I am also eligible for, and receiving benefits from
Medicare. I am probably most excited about this.
It's been a long time since I've had the opportunity to take care of
myself medically and it's been a constant worry. The first thing I did
was to get an MRI. I was about two years overdue and I had a feeling
something was wrong. I was right. Something was wrong.
I was
diagnosed with two brain tumors, that are big enough to come out. There
are two more that have not grown much, so that's the good news. I am
waiting for a call from the family neurosurgeon (I'm not kidding. We
have one of those). Hopefully I can get an appointment to see him soon
and get this over with quickly.
I have been experiencing constant bouts of dizziness and occasional moments of nausea. It may not sound like much, but it's exhausting. I am almost looking forward to brain surgery. I just hope recovery is quick. I can handle anything if it will heal quickly.

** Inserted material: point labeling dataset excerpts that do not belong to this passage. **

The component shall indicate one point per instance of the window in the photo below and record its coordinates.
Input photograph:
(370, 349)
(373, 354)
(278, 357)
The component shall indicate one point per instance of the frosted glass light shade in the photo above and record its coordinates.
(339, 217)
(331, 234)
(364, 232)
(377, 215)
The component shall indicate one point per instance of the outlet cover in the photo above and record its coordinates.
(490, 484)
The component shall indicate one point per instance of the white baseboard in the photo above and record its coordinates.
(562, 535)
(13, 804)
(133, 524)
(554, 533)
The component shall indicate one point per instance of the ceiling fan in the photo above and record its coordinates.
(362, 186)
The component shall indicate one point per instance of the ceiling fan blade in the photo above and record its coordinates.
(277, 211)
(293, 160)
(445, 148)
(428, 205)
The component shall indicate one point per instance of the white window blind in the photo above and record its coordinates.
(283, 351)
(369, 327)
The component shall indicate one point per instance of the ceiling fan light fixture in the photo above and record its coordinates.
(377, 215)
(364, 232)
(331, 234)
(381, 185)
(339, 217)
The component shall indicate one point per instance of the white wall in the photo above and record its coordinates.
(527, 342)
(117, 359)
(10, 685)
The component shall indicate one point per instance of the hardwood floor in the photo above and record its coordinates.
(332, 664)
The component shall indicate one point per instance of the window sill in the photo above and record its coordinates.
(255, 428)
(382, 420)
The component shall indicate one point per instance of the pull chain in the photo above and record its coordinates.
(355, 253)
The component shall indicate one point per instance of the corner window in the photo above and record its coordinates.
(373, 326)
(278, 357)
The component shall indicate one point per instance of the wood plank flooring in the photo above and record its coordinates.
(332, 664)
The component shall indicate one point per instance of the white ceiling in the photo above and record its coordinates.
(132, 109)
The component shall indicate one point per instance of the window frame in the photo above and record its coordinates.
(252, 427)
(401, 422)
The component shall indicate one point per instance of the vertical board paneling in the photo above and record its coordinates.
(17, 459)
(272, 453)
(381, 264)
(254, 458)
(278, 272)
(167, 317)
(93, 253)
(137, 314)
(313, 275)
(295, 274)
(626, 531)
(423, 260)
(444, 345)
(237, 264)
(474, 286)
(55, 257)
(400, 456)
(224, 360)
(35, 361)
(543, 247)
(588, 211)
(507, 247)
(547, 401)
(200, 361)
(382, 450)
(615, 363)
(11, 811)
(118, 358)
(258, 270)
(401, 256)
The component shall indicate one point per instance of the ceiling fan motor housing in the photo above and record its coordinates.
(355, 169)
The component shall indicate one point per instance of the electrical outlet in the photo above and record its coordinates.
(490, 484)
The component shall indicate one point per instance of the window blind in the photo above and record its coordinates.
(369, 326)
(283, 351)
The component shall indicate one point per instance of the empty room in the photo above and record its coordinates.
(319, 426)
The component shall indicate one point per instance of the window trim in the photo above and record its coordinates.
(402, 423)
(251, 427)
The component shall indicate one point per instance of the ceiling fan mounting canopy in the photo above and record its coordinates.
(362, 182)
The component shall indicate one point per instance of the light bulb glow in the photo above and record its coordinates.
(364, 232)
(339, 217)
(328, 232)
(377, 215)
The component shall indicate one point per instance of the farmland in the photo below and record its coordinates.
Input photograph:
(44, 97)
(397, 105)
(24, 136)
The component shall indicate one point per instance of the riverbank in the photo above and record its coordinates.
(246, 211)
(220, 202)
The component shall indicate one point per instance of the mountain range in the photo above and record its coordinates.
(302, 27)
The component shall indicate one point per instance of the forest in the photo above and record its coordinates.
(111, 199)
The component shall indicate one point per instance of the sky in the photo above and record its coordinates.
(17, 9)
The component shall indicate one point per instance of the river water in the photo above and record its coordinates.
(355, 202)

So there you are...you're caught up with what's been going on with me. Sort of. At least, all I care to share right now.
I just felt you all deserved an explanation. I looked at my tracking history yesterday and was touched so many of you are still coming by to check on my blog. It means so much to me! Thank you.
I am hoping to be back better than ever in a month or so. I miss blogging and hearing from my friends, old and new. Please keep me in your prayers. I would appreciate it. Also, if you're a facebook friend, I am asking you don't comment there about my health as I have yet to tell Gus about it. He is so far away, on deployment, and I know he will worry. I am waiting until the last minute to tell him so he doesn't have to spend time worrying. Thank you.

5 friends commented:
I'm glad you're taking care of yourself now & that you're getting a SS check. Times are tough & it's a heck of a lot harder when you don't have money.
Take it easy. And, you can bet you'll definitely be in my prayers. Good luck sweets.
That's so scary!! I am so glad that you got disability and Medicare though. What a relief - and just in time. Good luck with surgery and I'll be keeping you in my prayers!!
Jaaaaaaannneee!!! I. Have. Missed you!! I am so glad that the disability came through. I am so glad for you. Let's watch the weather and find a day to get together. :O) Let me know what you need. I am just not that far away.
keeping you in my prayers dearest. :)
Holy Cow.. what a lot you have going on.
I hope everything goes smoothly and you get relief quickly.